According to Zeynep Durgut’s report for the Mesopotamia Agency (MA), Ali Akdağ was arrested on June 2019 on the grounds that he performed funeral prayers for members of the People’s Defense Units (HPG) and for his participation in city assembly.
Şırnak 3rd High Penal Court sentenced Akdağ to six years and three months in prison on the charge of organisation membership, participating in city assembly and for another case. He was also sentenced to one year and three months in prison for performing funeral prayers for HPG members and propagandising on behalf of an organisation.
Akdağ’s lawyers filed an appeal to Diyarbakır (Amed) Regional Courts of Justice against the penalty. The court rejected the appeal and upheld the decision. Lawyers then appealed to the Supreme Court.

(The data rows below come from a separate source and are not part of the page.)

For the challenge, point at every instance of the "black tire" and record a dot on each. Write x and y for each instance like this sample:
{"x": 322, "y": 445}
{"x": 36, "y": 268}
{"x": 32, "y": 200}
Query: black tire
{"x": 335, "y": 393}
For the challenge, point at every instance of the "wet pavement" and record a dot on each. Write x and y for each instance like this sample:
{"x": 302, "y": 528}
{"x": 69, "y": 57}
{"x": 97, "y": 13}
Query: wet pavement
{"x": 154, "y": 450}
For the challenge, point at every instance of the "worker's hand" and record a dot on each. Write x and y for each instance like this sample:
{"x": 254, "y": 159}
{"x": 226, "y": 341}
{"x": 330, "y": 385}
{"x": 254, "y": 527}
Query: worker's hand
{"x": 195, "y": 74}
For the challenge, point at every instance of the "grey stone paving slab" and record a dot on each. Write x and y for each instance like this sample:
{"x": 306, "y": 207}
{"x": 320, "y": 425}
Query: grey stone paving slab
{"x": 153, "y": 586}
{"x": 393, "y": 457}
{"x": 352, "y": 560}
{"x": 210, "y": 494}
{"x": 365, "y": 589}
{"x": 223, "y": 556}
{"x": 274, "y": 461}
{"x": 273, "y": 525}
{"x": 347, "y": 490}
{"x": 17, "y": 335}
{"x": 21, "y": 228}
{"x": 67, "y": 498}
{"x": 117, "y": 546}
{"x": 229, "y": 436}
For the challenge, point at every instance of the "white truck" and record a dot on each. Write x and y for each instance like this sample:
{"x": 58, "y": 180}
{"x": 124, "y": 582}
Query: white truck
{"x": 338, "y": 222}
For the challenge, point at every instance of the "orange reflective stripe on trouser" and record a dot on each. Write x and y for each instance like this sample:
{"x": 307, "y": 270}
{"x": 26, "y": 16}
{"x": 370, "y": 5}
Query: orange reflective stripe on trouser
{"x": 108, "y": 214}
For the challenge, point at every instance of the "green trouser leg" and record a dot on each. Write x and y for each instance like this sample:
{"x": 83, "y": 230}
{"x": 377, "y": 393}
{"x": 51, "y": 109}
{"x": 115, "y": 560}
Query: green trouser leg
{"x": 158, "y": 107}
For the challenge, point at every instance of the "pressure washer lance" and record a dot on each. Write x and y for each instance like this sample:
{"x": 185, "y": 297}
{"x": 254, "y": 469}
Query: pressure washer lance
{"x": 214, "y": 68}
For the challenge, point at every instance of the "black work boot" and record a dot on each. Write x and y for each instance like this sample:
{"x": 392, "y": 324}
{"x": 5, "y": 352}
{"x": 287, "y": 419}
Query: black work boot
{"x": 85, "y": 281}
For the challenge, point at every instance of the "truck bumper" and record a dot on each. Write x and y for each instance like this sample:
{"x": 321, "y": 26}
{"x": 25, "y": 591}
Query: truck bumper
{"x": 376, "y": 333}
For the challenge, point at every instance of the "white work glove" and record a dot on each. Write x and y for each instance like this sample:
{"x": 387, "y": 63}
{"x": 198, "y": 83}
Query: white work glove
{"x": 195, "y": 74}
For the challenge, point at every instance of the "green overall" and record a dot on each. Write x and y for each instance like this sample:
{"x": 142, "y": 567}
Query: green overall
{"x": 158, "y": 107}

‘He only fulfilled his religious duty’
Peoples’ Democratic Party (HDP) Şırnak Province co-chair and Akdağ’s daughter, Sabuha Akdağ, who is imprisoned in the Şırnak T-type Closed Prison, said her father has heart and blood pressure problems. Stating that her father was arrested for fulfilling an imam’s tasks, Sabuha said her father had never discriminated between any funerals, adding that her father performed funeral prayers for HPG members and also for soldiers who died during clashes.
Noting that her father was innocent, she said, “They asked, ‘Why did you perform a funeral prayer?’ He was an imam. He did his job. No matter for whom, he did his job. They consider it a crime that my father acted in accordance with his religious duties. That is not normal. My father should be released immediately. A person with high blood pressure and cardiac issues cannot stay in prison under pandemic conditions. He is sentenced to seven years in prison for performing a funeral prayer. Did he kill anyone?”